China expels Canadian diplomat in tit-for-tat move

time:2023-06-04 12:34:32source:NBC News author:Press center2

China has expelled Canada's consul in Shanghai in retaliation for Ottawa sending home a Chinese diplomat accused of trying to intimidate a Canadian MP.

On Monday, Canada declared China's diplomat Zhao Wei "persona non grata" and ordered her to leave the country.

In response, China on Tuesday ordered the removal of Jennifer Lynn Lalonde, Canada's diplomat in its Shanghai Consulate.

"China reserves the right to further react," Beijing said in a statement.

Both diplomats have five days to exit the countries.

The censures mark a significant deterioration in relations between Ottawa and Beijing following reports of alleged Chinese political interference in Canada.

Canada had accused China of targeting its opposition lawmaker Michael Chong and his relatives in Hong Kong after Mr Chong accused China of human rights abuses.

Last Thursday, Canada summoned China's ambassador to reiterate that Canada would not tolerate interference in its affairs.

Diplomatic relations between the two countries have been strained since the detention of Huawei Technologies executive Meng Wanzhou, held in Canada on US fraud charges in 2018, and Beijing's subsequent arrest of two Canadians on spying charges. All three were freed in 2021.

At the time, China insisted the two cases were not linked, but critics accused Beijing of using the Canadians as political bargaining chips.

Canada's Foreign Affairs Minister Mélanie Joly on Monday declared Mr Zhao a "persona non grata", a Latin phrase for an "unwelcome person".

China called the move "unscrupulous" and declared the same of Ms Lalonde - saying it was a "reciprocal countermeasure".

On Tuesday, Prime Minister Justin Trudeau said Canada "will not be intimidated" by China following Beijing's tit-for-tat expulsion.

"We will continue to do everything necessary to keep Canadians protected from foreign interference," he said.

The move by Ottawa follows a Canadian intelligence report, which emerged in the Globe and Mail newspaper, that accused Mr Zhao of being involved in gathering information about Mr Chong, 51, following his vocal criticism China's treatment of its Uyghur minority population.

It said Canada's spy agency believes China sought details about Mr Chong's relatives in Hong Kong in an effort to deter "anti-China positions".
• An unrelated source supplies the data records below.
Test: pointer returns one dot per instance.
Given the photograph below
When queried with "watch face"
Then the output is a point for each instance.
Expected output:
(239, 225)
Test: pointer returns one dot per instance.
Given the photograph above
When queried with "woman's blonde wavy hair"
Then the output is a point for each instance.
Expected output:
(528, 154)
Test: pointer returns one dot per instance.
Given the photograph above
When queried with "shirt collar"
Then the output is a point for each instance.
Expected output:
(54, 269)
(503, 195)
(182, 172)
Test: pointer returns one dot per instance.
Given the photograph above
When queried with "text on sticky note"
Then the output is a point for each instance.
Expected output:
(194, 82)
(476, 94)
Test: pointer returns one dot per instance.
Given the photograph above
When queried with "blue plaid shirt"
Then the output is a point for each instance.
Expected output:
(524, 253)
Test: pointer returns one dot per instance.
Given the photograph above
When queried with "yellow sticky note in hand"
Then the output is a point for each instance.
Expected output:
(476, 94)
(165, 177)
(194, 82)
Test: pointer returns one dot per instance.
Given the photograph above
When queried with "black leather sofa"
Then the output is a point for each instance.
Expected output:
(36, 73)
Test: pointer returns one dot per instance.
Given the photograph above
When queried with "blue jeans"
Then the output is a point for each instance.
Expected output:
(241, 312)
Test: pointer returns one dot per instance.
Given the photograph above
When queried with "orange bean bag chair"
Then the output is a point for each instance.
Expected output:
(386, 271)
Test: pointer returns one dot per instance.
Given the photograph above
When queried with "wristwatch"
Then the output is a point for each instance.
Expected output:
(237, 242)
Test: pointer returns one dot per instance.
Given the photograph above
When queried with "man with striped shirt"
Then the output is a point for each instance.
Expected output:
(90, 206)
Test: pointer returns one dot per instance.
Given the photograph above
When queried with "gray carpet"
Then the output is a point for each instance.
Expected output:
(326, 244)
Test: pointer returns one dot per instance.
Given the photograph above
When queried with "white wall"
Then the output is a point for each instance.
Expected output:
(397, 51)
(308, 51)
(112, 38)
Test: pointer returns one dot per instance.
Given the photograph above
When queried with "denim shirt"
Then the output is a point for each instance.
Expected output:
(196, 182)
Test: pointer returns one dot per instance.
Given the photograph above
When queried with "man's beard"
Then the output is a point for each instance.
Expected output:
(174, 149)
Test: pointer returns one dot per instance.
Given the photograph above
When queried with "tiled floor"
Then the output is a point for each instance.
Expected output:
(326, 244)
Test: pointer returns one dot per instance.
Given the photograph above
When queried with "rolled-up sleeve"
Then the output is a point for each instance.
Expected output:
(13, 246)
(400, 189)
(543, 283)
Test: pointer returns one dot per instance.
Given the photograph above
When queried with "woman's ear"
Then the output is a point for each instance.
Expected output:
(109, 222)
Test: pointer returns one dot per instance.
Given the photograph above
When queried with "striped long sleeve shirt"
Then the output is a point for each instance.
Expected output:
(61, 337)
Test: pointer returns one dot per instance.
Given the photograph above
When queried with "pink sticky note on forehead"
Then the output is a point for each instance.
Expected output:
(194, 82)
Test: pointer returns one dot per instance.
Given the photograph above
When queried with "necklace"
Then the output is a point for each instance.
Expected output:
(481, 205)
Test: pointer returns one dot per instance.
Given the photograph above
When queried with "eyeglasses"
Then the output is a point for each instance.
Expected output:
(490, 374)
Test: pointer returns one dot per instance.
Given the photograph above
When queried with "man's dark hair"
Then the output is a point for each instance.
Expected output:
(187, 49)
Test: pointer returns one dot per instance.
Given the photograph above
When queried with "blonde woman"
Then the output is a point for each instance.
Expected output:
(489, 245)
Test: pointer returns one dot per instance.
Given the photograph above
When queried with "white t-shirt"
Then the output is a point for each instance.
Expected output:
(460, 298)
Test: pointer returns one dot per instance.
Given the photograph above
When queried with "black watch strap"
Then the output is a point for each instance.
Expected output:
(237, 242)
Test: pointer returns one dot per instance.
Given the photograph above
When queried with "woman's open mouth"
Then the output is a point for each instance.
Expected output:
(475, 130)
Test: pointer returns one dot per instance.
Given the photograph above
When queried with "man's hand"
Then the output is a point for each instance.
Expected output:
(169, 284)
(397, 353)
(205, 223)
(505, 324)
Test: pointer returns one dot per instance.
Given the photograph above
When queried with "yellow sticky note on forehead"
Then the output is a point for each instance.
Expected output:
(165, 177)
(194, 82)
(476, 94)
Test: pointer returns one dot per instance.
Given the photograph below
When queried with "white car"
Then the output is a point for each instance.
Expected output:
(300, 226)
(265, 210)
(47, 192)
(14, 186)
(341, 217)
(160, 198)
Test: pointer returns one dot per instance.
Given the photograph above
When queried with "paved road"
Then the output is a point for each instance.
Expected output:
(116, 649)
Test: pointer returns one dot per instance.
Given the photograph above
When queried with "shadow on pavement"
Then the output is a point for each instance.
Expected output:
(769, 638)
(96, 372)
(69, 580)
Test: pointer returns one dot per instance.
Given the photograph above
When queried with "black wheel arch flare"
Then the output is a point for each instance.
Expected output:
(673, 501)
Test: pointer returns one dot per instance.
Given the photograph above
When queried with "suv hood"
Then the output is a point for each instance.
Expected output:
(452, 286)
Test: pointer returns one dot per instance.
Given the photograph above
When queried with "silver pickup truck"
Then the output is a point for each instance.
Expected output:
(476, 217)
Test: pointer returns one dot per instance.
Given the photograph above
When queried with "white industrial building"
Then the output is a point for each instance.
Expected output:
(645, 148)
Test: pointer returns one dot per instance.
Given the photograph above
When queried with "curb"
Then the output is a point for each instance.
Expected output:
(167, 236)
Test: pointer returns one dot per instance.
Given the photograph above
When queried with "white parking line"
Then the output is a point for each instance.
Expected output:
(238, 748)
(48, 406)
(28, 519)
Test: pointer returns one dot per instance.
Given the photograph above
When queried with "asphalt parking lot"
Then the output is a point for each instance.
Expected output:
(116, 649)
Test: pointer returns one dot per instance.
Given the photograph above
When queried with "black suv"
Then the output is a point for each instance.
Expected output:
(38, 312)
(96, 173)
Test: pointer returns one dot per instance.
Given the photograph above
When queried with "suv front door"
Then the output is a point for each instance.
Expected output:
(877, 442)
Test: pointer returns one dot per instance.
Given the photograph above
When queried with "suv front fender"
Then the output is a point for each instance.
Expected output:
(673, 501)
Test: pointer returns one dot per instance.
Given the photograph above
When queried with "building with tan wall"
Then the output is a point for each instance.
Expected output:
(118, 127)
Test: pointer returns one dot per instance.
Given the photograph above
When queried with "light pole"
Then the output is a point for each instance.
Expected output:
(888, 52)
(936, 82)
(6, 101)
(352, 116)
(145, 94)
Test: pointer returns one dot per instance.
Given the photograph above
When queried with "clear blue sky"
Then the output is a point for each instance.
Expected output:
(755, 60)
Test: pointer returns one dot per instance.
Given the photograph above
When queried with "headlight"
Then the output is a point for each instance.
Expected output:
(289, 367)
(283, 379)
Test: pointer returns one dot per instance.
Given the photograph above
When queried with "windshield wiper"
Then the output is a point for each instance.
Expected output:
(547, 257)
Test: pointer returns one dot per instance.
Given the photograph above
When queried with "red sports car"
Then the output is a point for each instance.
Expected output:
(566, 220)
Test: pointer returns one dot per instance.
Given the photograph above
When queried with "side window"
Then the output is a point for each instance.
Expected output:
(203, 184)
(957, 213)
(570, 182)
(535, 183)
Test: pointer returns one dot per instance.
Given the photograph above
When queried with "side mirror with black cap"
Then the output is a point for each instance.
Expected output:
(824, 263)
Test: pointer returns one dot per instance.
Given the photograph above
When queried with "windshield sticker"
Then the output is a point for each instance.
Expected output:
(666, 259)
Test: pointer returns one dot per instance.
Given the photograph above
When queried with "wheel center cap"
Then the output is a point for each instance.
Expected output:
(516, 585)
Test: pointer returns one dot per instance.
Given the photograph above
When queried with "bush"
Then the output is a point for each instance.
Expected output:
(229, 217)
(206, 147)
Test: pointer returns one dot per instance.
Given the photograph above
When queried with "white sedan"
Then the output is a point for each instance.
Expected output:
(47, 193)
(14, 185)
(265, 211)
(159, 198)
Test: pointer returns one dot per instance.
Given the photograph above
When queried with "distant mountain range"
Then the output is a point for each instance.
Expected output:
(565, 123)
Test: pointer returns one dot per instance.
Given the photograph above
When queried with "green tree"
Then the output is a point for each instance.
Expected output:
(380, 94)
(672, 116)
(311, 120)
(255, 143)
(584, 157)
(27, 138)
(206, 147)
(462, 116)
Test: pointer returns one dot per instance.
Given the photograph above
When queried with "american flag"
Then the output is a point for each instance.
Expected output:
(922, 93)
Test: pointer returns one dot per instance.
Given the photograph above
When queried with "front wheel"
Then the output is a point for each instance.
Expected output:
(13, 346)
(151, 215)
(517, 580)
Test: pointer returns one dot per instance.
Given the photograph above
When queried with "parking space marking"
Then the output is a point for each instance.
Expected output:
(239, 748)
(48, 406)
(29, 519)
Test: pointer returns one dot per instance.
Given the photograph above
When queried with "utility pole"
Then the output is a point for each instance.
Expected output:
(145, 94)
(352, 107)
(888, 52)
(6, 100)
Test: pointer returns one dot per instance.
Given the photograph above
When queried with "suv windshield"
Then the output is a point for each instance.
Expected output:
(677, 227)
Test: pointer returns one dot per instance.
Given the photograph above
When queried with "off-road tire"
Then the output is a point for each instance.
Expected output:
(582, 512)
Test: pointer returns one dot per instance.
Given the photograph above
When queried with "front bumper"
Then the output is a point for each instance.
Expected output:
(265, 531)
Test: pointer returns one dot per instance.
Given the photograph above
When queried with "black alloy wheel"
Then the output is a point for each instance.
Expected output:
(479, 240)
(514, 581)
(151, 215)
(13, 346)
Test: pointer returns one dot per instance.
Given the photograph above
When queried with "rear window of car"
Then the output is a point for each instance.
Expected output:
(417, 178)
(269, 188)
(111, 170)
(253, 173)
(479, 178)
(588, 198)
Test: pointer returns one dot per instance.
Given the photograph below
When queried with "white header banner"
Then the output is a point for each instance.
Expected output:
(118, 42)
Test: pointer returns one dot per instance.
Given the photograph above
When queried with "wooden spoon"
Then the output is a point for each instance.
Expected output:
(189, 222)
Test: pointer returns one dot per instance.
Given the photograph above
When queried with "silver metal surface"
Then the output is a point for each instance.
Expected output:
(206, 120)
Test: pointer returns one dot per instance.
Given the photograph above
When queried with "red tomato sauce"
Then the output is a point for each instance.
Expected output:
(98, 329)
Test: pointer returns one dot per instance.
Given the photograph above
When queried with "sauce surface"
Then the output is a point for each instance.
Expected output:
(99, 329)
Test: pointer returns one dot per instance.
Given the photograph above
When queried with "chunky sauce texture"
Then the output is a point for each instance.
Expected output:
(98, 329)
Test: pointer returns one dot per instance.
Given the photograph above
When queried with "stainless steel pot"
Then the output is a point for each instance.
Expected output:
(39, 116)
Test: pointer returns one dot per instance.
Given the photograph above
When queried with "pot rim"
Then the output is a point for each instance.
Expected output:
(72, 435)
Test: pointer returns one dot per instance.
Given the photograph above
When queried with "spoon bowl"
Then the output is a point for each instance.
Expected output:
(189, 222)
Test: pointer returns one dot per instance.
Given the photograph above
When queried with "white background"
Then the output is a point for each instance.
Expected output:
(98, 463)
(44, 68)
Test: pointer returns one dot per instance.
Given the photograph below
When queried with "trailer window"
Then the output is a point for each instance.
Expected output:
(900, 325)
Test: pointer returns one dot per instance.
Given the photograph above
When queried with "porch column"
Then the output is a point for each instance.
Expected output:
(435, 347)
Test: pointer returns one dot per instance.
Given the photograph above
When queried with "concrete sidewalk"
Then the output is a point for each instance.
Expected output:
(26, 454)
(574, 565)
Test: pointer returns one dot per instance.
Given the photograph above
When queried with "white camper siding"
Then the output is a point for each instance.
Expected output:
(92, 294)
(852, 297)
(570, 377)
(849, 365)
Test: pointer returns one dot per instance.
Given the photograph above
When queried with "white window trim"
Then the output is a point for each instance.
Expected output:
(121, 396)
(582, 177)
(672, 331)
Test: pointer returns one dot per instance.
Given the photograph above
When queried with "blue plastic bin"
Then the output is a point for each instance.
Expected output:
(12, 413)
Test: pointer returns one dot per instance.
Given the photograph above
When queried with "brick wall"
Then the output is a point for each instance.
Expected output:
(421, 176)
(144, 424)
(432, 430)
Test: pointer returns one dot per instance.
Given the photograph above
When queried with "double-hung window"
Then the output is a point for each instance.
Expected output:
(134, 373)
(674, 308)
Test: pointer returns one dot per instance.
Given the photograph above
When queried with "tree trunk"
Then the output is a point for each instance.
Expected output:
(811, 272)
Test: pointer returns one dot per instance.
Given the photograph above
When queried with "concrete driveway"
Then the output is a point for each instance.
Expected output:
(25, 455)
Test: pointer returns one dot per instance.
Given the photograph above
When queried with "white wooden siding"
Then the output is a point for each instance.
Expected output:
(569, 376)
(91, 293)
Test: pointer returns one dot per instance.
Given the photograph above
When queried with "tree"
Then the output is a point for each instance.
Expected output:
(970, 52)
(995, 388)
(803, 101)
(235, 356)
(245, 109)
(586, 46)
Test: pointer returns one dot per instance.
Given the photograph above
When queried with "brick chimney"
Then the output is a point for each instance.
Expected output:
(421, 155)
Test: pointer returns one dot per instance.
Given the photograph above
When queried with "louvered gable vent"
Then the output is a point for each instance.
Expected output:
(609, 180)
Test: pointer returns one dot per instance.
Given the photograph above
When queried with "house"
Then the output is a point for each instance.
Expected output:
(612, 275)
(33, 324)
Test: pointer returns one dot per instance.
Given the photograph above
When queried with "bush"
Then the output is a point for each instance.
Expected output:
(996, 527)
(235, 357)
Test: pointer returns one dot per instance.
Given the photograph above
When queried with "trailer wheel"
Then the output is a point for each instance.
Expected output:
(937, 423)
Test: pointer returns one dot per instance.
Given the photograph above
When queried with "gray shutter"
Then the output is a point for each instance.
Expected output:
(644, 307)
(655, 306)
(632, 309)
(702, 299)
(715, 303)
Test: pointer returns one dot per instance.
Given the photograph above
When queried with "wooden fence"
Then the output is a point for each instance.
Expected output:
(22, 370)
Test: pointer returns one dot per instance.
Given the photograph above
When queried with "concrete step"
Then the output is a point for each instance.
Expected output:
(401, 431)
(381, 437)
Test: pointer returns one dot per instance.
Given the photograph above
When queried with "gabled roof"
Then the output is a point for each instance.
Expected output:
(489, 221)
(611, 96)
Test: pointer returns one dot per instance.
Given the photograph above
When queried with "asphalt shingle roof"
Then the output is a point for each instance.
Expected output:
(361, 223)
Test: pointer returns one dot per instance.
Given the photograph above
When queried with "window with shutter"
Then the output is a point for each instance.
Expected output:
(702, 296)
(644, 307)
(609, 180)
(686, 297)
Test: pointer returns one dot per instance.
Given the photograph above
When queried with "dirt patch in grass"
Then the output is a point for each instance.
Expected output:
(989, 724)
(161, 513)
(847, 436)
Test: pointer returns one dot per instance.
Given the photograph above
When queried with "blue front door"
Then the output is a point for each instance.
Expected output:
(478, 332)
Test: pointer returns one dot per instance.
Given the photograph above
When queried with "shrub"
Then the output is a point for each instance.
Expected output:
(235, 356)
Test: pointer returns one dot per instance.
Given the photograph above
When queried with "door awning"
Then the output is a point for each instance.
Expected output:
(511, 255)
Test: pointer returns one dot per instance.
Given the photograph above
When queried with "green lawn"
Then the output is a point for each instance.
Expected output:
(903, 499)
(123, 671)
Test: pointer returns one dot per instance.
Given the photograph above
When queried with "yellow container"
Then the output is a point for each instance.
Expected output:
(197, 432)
The politician put forward a motion in parliament in 2021 that declared China's treatment of Uyghurs a genocide. China has denied the accusations and sanctioned Mr Chong shortly after.

Ms Joly said on Monday that Canada "will not tolerate any form of foreign interference in our internal affairs" and that the decision to expel the diplomat had "been taken after careful consideration of all factors at play".

Canada's spy agency has since been directed to immediately pass on information about threats to members of parliament and their families.

"China strongly condemns and firmly opposes this and has lodged serious démarches and strong protest to Canada," China's Ministry of Foreign Affairs said in a statement on Tuesday.

China last week accused Canada of "slander and defamation" over the claims Beijing targeted Mr Chong and his family.

Mr Chong, a Conservative, has criticised the governing Liberals of mishandling the matter and on Monday said: "It shouldn't have taken two years for the government to make this decision".

The allegations come amid other intelligence reports, leaked to Canadian media outlets, that have accused China of attempting to interfere in Canadian elections.

In March, Canadian Prime Minister Justin Trudeau announced an independent special rapporteur to investigate the interference claims.